The weekend snowstorm -- most likely the last of the year, according to weather forecasters -- gave way to sunshine yesterday with rising temperatures expected to hit 70 later this week.
Yesterday's low temperature, recorded at 9 a.m., was one degree above freezing. By late afternoon, the day's high of 45 degrees had been reached.
"I even rode my bike into work today," said Leo Le Page, 36, a bicycle mechanic who made the trip from his Lauraville home to the Mount Washington Bike Shop. "It was a lot better than [Sunday] night" when several inches of snow fell in the Baltimore area.
Le Page said the bike shop was waiting for its seasonal business to pick up. That could be any day this week, according to National Weather Service meteorologist Phil Poole.
"It's going to be great," said Poole from weather service offices in Sterling, Va. "The stormy pattern will be subsiding not only for the rest of this week, but more than likely into next week. We may hit 70 degrees by Thursday."
While Sunday's storm moved up the coast toward Canada yesterday, warm weather was moving toward Maryland from the west. Today's high is expected to be in the low- to mid-50s with clear skies tonight and lows in the 30s.
Said Poole: "For this time of year, I don't think you're going to find anyone complaining."
Enough snow and slush were on the roads during yesterday's morning rush hour to close schools in Baltimore City and Allegany, Baltimore, Carroll, Frederick, Garrett, Harford, Howard, Montgomery and Washington counties.
About 200 travelers, including two bus loads of St. Louis high school band students, hit the road yesterday morning after spending the night at Hancock Middle Senior High School in Washington County.
"They were in the hallway, in the gymnasium, the auditorium, the cafeteria, anywhere they could find a spot," said Louis Close, town manager.

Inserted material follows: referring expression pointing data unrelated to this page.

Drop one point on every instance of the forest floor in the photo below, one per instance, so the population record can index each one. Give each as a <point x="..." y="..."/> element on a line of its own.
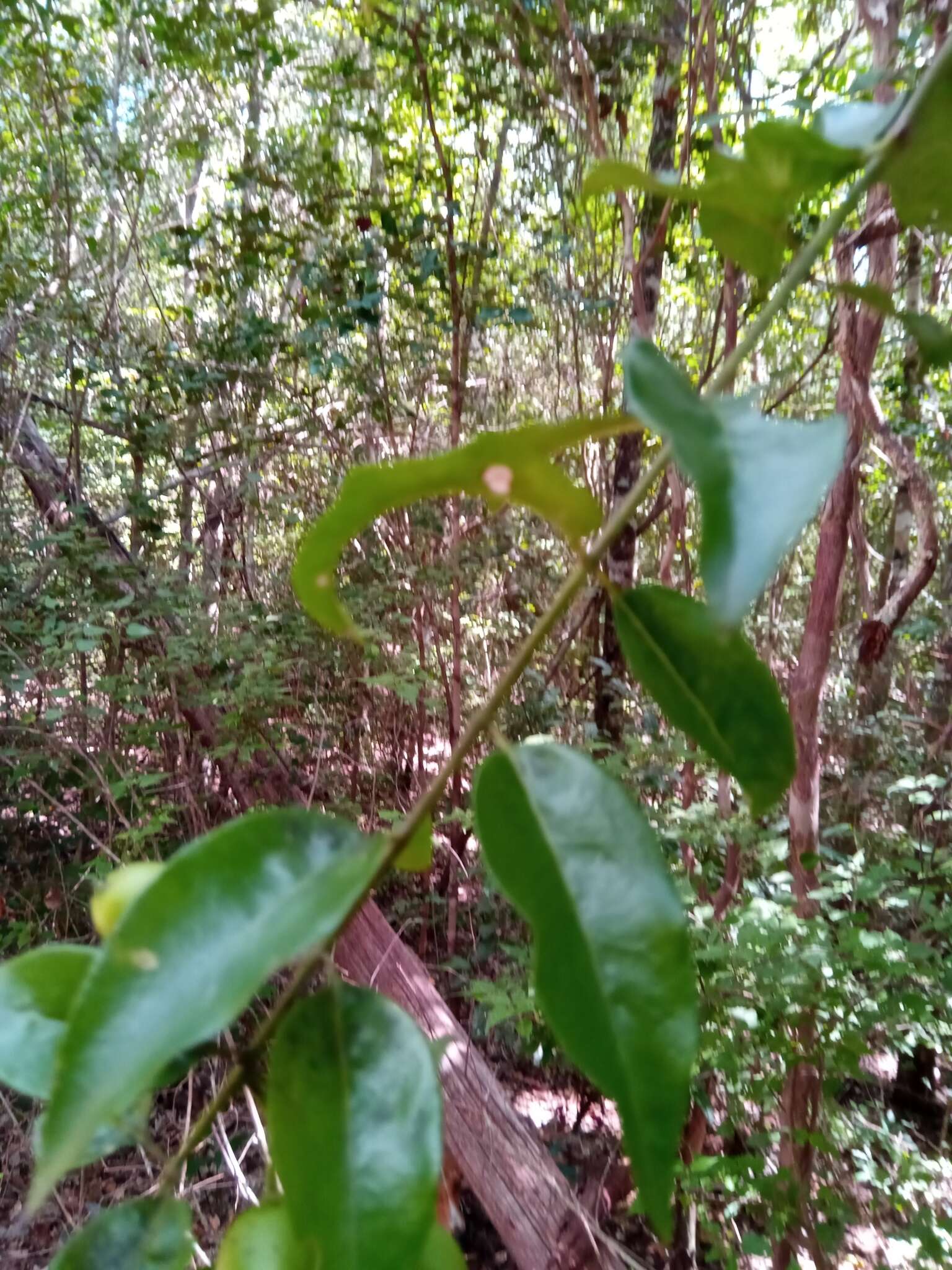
<point x="580" y="1129"/>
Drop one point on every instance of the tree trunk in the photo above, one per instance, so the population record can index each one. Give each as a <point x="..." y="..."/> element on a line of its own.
<point x="516" y="1180"/>
<point x="620" y="563"/>
<point x="857" y="342"/>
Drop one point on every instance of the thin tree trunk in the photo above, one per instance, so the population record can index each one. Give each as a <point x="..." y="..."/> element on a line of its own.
<point x="857" y="342"/>
<point x="620" y="563"/>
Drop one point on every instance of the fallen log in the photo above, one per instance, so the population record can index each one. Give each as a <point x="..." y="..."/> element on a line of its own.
<point x="521" y="1189"/>
<point x="516" y="1180"/>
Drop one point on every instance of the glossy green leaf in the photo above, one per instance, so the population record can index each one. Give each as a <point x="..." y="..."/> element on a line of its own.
<point x="856" y="125"/>
<point x="355" y="1116"/>
<point x="416" y="855"/>
<point x="759" y="481"/>
<point x="614" y="969"/>
<point x="920" y="156"/>
<point x="442" y="1251"/>
<point x="37" y="991"/>
<point x="748" y="200"/>
<point x="226" y="912"/>
<point x="262" y="1238"/>
<point x="499" y="466"/>
<point x="711" y="683"/>
<point x="143" y="1235"/>
<point x="747" y="197"/>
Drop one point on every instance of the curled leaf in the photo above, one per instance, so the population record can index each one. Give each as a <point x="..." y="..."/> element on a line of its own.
<point x="498" y="466"/>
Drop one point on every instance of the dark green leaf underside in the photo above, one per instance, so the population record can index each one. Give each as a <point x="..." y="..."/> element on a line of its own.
<point x="355" y="1114"/>
<point x="188" y="956"/>
<point x="614" y="967"/>
<point x="711" y="683"/>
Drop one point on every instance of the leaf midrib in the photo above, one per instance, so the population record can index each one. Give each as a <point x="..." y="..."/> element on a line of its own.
<point x="589" y="953"/>
<point x="689" y="691"/>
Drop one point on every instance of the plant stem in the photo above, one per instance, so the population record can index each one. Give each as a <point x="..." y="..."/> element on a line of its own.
<point x="479" y="722"/>
<point x="798" y="272"/>
<point x="483" y="718"/>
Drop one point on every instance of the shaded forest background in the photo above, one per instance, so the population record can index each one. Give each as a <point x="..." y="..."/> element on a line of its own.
<point x="244" y="248"/>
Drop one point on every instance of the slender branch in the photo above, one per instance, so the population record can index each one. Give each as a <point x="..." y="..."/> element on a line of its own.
<point x="427" y="803"/>
<point x="587" y="564"/>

The travelers, delayed by a shutdown of westbound Interstate 70 because of an accident Sunday, slept on American Red Cross cots after dining on doughnuts, pies, cookies and soda supplied by a local restaurant and food bank, Close said.
Wet, heavy snow and ice bent and broke tree branches, causing power outages around the state. About 21,400 Baltimore Gas and Electric Co. customers, more than half in Baltimore County, were without power at 8: 30 a.m., down from 30,000 earlier in the morning. By 7 p.m., those figures were down to 3,300, according to a BGE spokesman.
Spring arrives March 21.
The Associated Press contributed to this article.